At the start of the Civil War, there had been several brand new Whipple Cast & Wrought Iron Bowstring Arch bridges built in Indian Territory under a special federal contract. This work was a part of a federal push to build an efficient wagon road from Fort Smith, Arkansas to California. Lt. E. F. Beale’s federal survey of 1858 along several immigrant trails to California had shown that the most efficient wagon road followed the 35th parallel, the shortest route that provided abundant water, grass and timber. Wooden bridges were built on the preferred route during Beal’s survey with more permanent iron bridges proposed for a later contract on six of the wetter streams crossed in Indian Territory.
When this road was made operational, it became known as the Beale Wagon Road to the Pacific. In Indian Territory the road went west from Fort Smith thru Spiro-Stigler-Whitefield-Eufaula-Hanna-Edwards Trading Post, and therefrom on to California via Santa Fe, New Mexico. None of the Oklahoma towns existed at the time. All of the bridges were soon destroyed during the Civil War.
The American Railroad Journal, Railroad Locomotives and Cars, Vol. 32. P. 747 (11-2-1859) provides the most succinct and complete listing of the iron bridges Beale proposed building on the Plains. The six bridges going west from Fort Smith were:
1. Poteau River near Fort Smith (two-span)
2. Red Bank Creek, west of Skullyville
3. Little Sans Bois Creek
4. Big Sans Bois Creek
5. Longtown, or Frenchman’s Creek, and
6. Little River in Creek Nation, at Edwards Trading Post
All but the last were located in the Choctaw Nation.
The Journal of the Franklin Institute, Volumes. 97-98, p. 305, states that the Squire Whipple bowstring arch design with cast- and wrought-iron members was used to build seven bridge assemblies in Philadelphia that could be easily disassembled for shipping and reassembled in the field. Four had a span of 100 feet, and three of 50 feet. Two of the four 100-foot spans were used to cross the wide Poteau River (connecting to Carnall Avenue in Fort Smith). Big San Bois (near Iron Bridge) and Little River at Edwards Trading Post got the remaining two 100-foot spans. The three 50-foot spans must have gone to the smaller stream crossings of Red Bank, Little Sans Bois, and Longtown Creeks.

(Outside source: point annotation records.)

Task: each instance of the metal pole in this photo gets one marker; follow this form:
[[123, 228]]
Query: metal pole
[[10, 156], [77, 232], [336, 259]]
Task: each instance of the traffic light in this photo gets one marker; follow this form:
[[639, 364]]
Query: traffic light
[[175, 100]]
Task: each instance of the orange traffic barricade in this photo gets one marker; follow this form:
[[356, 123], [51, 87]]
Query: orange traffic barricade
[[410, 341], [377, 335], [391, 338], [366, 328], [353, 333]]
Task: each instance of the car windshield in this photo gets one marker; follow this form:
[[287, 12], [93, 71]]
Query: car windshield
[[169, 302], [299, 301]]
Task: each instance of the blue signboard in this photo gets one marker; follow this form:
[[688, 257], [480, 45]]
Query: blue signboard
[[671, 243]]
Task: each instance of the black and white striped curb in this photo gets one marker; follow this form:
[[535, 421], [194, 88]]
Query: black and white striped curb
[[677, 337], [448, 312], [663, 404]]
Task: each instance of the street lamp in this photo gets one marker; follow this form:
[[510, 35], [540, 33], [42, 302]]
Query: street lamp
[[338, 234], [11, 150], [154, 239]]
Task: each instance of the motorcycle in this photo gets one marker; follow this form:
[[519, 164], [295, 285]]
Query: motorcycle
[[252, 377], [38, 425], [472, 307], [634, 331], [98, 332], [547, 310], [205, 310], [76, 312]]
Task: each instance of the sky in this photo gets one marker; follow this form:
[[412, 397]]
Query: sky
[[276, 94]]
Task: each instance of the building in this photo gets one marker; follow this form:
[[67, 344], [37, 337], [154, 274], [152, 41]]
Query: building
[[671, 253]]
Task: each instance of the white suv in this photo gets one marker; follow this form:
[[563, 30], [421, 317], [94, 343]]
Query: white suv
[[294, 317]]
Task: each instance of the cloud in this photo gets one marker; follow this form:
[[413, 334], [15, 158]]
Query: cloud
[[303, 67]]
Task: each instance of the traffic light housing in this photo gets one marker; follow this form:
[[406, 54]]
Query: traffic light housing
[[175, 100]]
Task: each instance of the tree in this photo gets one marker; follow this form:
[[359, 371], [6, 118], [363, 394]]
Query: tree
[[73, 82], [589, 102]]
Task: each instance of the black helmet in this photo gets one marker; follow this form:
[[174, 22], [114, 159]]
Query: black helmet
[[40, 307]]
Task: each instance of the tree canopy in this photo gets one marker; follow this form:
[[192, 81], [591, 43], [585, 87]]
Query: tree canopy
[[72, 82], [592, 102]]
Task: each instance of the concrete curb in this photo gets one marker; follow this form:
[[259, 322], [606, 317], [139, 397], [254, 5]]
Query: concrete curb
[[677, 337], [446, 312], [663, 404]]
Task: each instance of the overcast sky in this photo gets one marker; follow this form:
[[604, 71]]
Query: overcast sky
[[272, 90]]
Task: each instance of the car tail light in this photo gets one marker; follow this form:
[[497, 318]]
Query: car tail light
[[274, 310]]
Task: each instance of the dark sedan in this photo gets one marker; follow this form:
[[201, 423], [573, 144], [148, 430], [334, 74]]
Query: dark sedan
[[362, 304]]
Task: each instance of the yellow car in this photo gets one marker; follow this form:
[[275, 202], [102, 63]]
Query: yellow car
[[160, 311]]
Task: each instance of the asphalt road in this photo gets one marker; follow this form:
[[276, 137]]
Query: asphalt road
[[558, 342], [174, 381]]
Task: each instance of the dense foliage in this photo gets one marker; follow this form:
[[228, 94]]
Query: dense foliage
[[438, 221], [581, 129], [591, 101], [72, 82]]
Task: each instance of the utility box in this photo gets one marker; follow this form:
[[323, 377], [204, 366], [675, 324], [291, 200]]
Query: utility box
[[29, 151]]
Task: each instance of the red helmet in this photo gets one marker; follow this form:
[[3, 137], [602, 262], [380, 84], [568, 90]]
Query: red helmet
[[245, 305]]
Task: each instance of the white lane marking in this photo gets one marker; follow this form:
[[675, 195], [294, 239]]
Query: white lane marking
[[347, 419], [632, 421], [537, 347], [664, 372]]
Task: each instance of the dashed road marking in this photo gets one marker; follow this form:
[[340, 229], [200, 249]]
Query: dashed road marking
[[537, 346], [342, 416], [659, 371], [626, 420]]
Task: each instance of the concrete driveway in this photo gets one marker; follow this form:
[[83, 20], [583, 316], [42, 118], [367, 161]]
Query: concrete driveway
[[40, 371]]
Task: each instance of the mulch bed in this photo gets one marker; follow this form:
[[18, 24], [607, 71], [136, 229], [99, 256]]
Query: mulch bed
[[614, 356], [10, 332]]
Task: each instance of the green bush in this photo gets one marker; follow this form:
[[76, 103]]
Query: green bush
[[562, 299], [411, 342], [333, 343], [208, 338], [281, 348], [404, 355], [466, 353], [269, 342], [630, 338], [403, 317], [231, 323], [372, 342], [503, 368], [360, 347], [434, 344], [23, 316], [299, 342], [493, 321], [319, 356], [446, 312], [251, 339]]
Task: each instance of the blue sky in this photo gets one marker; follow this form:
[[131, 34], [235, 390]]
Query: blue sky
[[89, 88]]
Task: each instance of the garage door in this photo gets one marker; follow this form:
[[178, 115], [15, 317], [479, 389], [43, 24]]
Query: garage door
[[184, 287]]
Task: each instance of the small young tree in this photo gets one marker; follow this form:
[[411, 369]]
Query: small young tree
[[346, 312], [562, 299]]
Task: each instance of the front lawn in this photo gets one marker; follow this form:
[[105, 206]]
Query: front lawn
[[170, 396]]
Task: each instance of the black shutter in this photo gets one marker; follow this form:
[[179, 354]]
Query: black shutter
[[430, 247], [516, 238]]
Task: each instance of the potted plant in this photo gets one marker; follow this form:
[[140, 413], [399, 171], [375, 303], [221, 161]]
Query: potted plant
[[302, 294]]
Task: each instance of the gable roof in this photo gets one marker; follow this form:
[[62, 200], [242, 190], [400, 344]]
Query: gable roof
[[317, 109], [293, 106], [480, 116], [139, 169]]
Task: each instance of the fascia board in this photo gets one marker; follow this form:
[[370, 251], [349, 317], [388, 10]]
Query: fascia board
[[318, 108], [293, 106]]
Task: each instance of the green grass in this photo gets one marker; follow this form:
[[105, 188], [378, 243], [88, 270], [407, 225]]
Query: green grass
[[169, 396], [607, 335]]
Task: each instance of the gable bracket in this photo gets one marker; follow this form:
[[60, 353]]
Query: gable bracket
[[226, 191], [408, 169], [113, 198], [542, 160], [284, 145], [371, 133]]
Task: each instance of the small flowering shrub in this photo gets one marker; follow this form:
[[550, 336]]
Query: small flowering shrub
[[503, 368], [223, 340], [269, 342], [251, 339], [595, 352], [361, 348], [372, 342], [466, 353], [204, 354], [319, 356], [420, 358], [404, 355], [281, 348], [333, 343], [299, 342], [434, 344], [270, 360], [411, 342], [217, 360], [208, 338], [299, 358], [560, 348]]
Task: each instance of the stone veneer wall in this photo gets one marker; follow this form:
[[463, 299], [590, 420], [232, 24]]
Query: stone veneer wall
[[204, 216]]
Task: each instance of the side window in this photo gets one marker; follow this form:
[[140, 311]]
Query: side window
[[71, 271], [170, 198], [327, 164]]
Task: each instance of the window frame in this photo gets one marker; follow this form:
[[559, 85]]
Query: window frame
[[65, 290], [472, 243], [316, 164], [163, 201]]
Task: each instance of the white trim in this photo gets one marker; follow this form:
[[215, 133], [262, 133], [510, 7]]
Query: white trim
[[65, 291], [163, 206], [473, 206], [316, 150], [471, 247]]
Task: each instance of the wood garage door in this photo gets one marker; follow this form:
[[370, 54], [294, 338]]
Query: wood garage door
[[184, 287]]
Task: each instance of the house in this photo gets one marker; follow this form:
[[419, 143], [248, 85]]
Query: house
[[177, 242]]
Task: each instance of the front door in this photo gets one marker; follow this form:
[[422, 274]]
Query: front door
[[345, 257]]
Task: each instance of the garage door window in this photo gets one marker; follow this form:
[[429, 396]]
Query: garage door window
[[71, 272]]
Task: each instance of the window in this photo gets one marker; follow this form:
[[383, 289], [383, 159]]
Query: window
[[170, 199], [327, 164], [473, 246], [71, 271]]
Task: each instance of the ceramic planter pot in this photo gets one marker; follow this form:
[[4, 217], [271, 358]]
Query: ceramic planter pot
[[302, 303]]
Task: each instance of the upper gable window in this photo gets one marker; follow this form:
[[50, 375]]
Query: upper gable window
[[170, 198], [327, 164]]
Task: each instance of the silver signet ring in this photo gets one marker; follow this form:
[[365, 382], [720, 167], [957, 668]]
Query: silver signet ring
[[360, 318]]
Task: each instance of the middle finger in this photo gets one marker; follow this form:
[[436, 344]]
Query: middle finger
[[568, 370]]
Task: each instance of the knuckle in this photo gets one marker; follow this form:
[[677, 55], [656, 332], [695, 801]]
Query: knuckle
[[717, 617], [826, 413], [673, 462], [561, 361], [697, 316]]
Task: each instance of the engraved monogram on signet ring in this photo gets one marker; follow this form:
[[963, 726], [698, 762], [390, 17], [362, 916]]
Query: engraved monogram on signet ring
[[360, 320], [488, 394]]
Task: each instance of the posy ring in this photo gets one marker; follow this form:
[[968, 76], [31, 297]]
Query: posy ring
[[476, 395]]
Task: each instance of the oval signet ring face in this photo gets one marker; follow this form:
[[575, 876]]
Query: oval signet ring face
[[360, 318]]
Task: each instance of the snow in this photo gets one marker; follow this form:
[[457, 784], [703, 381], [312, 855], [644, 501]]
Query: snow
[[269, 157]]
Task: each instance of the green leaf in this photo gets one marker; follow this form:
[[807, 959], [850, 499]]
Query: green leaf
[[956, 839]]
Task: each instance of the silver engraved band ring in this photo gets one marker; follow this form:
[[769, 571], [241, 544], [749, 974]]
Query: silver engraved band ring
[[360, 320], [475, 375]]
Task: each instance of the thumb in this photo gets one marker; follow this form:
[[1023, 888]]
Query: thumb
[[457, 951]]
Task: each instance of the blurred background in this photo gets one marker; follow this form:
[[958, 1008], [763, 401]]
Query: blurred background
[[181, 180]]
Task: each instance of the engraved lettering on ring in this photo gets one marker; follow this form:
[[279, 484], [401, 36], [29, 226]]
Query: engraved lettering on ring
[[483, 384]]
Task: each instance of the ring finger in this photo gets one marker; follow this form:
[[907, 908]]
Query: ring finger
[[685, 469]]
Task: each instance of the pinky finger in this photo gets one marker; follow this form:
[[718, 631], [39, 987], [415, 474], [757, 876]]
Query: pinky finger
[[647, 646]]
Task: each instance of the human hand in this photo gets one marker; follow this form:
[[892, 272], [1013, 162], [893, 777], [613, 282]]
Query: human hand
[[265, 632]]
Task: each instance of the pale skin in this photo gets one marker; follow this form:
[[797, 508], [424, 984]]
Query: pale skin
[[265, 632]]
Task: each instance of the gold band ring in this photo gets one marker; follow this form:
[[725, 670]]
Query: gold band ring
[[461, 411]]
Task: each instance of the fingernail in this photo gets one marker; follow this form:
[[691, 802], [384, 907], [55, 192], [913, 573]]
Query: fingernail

Several references describe the bridge construction activity and progress being made during October 1859. For example, the biography of Edward Fitzgerald Beale in “The Journey along the 35th Parallel,” Chapter 13, p. 253 (available in Google Books) on 10-15-1859 states: “The other streams between Fort Smith and Little River are crossed with substantial iron bridges sent out from Philadelphia. Mr. Edwards (Henry B. Edwards, Chester, PA, Beale’s friend and construction superintendent) has his men now engaged upon the double-span bridge over the Poteau, which will be completed ere long.” The Wanderer, a correspondent with the Philadelphia Press, writing from IT in October 1859, states: “The abutments of all the bridges are complete, except for the Poteau. Red Bank bridge is complete, and that of Little River will be in a few days, when the wooden flooring has been put down.”
The Poteau and Little River Beale bridges have been described by Gene McCluney and Jack Beale Smith, in Bridgehunter. See the former at https://bridgehunter.com/ar/sebastian/poteau-river-iron/
Thanks for your support. I trust you found this subject historically informative. I hope someone will locate Winchester Mountain and find out what happened to the Little Sans Bois and Longtown bridges.